The Federal Reserve on Tuesday cut its target for overnight interest rates to zero to 0.25 percent, bringing it closer to unconventional action to lift the economy out of a year-long recession.
“The message is they’re instituting quantitative easing on a fairly large scale,” said Doug Roberts, chief investment strategist at Channel Capital Research.com.Full Story
Not only is fed making the dollar free to borrow with the fed rate going to zero the fed is now directly participating in the market by buying securities such as government debt, mortgages, commercial loans, even stocks. Wow! They really want to force their dollars into the market any way possible. It’s funny that they are issuing dollars, which is basically US debt, to buy government debt.

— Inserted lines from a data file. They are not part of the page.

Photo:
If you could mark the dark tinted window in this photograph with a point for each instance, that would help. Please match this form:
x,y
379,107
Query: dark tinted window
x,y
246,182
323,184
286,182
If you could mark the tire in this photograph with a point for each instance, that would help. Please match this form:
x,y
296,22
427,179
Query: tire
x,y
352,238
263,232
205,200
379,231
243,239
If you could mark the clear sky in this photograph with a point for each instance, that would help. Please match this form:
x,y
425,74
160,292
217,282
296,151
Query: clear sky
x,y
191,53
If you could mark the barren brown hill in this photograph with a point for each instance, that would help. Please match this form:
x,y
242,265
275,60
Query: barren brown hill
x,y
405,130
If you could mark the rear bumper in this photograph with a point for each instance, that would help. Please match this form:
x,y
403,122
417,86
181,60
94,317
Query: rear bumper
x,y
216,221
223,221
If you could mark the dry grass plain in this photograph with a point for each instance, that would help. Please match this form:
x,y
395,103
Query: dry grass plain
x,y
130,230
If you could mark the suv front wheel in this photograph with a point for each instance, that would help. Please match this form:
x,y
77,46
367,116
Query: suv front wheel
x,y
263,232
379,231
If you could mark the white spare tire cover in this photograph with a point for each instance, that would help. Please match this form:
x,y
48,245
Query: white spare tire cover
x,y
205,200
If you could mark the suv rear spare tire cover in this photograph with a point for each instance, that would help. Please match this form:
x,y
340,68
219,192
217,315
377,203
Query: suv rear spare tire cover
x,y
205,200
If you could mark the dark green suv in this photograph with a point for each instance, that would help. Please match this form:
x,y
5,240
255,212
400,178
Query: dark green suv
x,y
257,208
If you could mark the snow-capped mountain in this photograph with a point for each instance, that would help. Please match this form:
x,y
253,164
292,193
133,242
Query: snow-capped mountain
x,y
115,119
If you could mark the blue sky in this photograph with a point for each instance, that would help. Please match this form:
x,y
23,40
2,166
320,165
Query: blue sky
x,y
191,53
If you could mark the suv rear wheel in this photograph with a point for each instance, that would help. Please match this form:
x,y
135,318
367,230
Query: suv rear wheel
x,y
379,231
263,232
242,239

What the fed is doing here is setting up the groundwork for the next great bubble. Remember, it was easy money that got us in the mess in the first place and the government forcing banks to make home loans to people that had little ability to pay for them. As long as the fed can continue to keep printing, there will continue to be larger and larger booms and busts. All the market needs now is confidence of the people. When you combine confidence with all the cash sitting on the sidelines and the money that the fed is flowing into the market plus the $1 trillion that Obama wants to spend once he’s in office… we will have the next great bubble begin to form, unless the fed pulls the money back out fast enough, but their will be great pressure on them to leave it alone and Bernanke does not have the reputation of being a fan of a strong dollar. However, with everything in the market, there are winners and losers.
Some of the winners in this case will be US manufacturers, banks, US exporters and people that owe a bunch in US dollars. The biggest losers will be people with their savings in cash and people on fixed income. The more dollars the fed pumps into the market, the riskier it is to keep your savings all in cash, as inflation will return eventually and the prices of everything we buy will skyrocket, such as fuel, metals, wheat, corn, etc. It would be better to put some of it into non-depreciating assets that have real value (if you haven’t already), such as high quality stocks, silver, gold, real estate, etc., especially at current prices. You have to be defensive against the Fed’s actions.
Looking for a good local opportunity? I recently picked up some shares of Merchant’s Bank (MBVT). They are based here in Vermont. They will benefit from the free money they can borrow and then resell, they pay a great dividend (around 5.56% as of today) and they didn’t have exposure to the sub prime mortgages. I got some shares at $18/share. Trading has been a little volatile lately. I’m looking to get more between the $17-$19 range.